On Tuesday, March 29, 2022, 12:22:59 AM EDT, Simon Dedman ***@***.***> wrote:  

mate please could you send me your run script and your data (or a representative chunk so it'll run)? Thanks.

— Reply to this email directly, view it on GitHub, or unsubscribe. You are receiving this because you authored the thread.Message ID: @.***>

nffarabaugh avatar Mar 29 '22 19:03 nffarabaugh

I just tried the first run with only tc 1, lr 0.01 and bf 0.5. Best combo was the unsimplified version, so even though Report.csv lists the simp predictors dropped and kept, if the best simp run doesn't lower the deviance, it won't outcompete the existing best unsimplified BRT run, so the relative influence values for the simp model aren't included because they're not relevant.

You can tell which model was chosen as best under "Best Gaussian BRT"; if this doesn't end in "_simp" then there's no issue. Please let me know tc lr bf combos for examples where this isn't the case, and the simp run wins but its best variables & their relative influence scores aren't produced correctly.

One confusing element is that the simp_dops_gaus.jpeg has a negative change in predictuve deviance for the removal of 1, 2, 6, 7, & 8 variables, with 8 being the greatest reduction. Intuitively this would mean the one with 8 dropped variables was better than the 'parent' combo with all variables retained, but actually simp is only selected if it's self.statistics$correlation score is better, aka training data correlation.

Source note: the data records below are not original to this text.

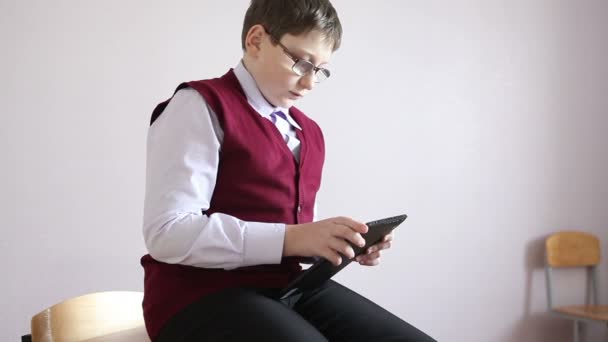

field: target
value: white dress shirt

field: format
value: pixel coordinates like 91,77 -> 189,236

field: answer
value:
143,61 -> 316,269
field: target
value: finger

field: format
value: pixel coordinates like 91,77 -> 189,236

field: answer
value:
321,248 -> 342,266
359,259 -> 380,266
329,238 -> 355,259
332,226 -> 365,247
333,216 -> 368,234
368,241 -> 392,252
355,251 -> 381,263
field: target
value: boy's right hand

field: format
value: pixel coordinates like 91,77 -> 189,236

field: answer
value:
283,217 -> 368,266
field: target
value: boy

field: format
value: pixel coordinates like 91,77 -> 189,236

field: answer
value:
142,0 -> 432,342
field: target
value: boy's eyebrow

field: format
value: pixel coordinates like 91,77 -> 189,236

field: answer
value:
290,47 -> 328,65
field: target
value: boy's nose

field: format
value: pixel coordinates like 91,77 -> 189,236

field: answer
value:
300,72 -> 315,90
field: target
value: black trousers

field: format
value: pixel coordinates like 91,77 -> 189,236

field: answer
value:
155,280 -> 435,342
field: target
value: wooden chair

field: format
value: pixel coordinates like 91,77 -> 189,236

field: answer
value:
32,291 -> 150,342
545,232 -> 608,342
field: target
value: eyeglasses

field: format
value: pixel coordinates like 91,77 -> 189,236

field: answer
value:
266,31 -> 331,83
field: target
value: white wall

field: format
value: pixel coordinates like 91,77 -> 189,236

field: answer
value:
0,0 -> 608,342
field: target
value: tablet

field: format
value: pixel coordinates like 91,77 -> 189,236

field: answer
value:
279,215 -> 407,299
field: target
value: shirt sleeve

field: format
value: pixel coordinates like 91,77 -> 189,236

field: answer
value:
143,88 -> 285,269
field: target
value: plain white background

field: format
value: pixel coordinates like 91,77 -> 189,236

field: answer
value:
0,0 -> 608,342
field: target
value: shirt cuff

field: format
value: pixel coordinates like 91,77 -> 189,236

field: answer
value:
243,222 -> 285,266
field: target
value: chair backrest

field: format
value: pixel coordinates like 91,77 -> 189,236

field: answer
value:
545,231 -> 601,310
32,291 -> 149,342
546,232 -> 600,267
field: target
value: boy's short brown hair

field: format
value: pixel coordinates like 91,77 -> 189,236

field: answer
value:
241,0 -> 342,51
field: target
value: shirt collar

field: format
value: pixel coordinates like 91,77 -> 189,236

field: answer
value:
234,60 -> 302,130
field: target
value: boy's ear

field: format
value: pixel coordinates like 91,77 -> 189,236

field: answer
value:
245,24 -> 266,56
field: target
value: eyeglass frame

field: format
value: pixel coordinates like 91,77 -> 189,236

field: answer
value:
264,28 -> 331,83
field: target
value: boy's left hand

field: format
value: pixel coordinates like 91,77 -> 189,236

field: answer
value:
355,232 -> 393,266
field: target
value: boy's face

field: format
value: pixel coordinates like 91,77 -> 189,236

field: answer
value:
244,25 -> 332,108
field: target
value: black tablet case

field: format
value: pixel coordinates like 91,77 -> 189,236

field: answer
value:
279,215 -> 407,300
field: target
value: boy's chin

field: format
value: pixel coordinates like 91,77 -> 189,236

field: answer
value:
275,98 -> 296,108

LMK how you get on, and please close this if this answers everything. Cheers!

SimonDedman avatar Mar 30 '22 00:03 SimonDedman

Thanks I think this was an error in my understanding. So far none of my models have simp as the "best" model. I was confused because of the negative change in the predictive deviance (simp_dops_gaus.jpeg). Thanks for the help!

nffarabaugh avatar Mar 30 '22 14:03 nffarabaugh

Hello, seems this is an issue even when the best model is a simplified model. I have attached a the generated report and code below. Report_carangidae.csv Self_CV_Statistics.csv gbm.auto( grids = NULL, samples = wide.df1 %>% filter(site != "Nuka Hiva"), expvar = c("temp", "ave_npp", "depth", "visibility", "topo", "pop.dens", "bait", "time.no.bait", "isl_grp", "Season", "lagoon.size"), # fix to final variables resvar = "carangidae_maxN_a", tc = c(5), # add combos you want to see for initial runs and it will try each. doens't run the whole gambit like the loops do lr = c(0.0005), bf = c(0.55), n.trees = 50, ZI = "CHECK", fam1 = c("bernoulli", "binomial", "poisson", "laplace", "gaussian"), fam2 = c("poisson"), # simp = TRUE, # Change to true gridslat = 2, gridslon = 1, multiplot = TRUE, cols = grey.colors(1, 1, 1), linesfiles = TRUE, # change to true for final run smooth = TRUE, savedir = "~/Documents/My Documents/FinPrint French Poly/Analysis/DataExploration_03_2022/Teleosts", savegbm = TRUE, # change to true for final runs loadgbm = NULL, varint = TRUE, map = TRUE, shape = NULL, RSB = TRUE, BnW = TRUE, alerts = TRUE, # this is the noise alerts pngtype = c("quartz"), # quartz for mac this one for windows : "cairo-png" gaus = TRUE, MLEvaluate = TRUE, brv = NULL, grv = NULL, Bin_Preds = NULL, Gaus_Preds = NULL)

nffarabaugh avatar Oct 11 '22 16:10 nffarabaugh

gaus: L1143 & 4:

Report[1:(length(Gaus_Bars[,1])),(reportcolno - 2)] <- as.character(Gaus_Bars$var)
Report[1:(length(Gaus_Bars[,2])),(reportcolno - 1)] <- as.character(round(Gaus_Bars$rel.inf), 2)

Bin is L1067:75

L887: if (gaus) {Gaus_Bars <- summary(get(Gaus_Best_Model), so bin/gaus_bars are already simp if simp was better... So why are they printing all of the rel.inf's if most of the vars got dropped?

Gaus_Bars <- summary(get(Gaus_Best_Model),
                                      cBars = length(get(Gaus_Best_Model)$var.names),
                                      n.trees = get(Gaus_Best_Model)$n.trees,
                                      plotit = FALSE, order = TRUE, normalize = TRUE, las = 1, main = NULL)
      write.csv(Gaus_Bars, file = paste0("./", names(samples[i]), "/Gaussian BRT Variable contributions.csv"), row.names = FALSE)

Output csv colnames: var, rel.inf. I.e. not cBars nor n.trees. Odd.

L668: simplification. L671: Gaus_Best_Simp assigned gbm object AFTER simplification, so should have extra variables dropped?

See notes from Bonnie having the same issue, L674:681 L680 & 645 replacements testing now.

SimonDedman avatar Oct 11 '22 17:10 SimonDedman

Pushed change, model re-run by Frances didn't need simplifying so change not tested, dangerzone.

SimonDedman avatar Oct 12 '22 15:10 SimonDedman

NFF any update on this, did the change solve the issue? If so please mark as closed. Cheers!

SimonDedman avatar Nov 21 '22 22:11 SimonDedman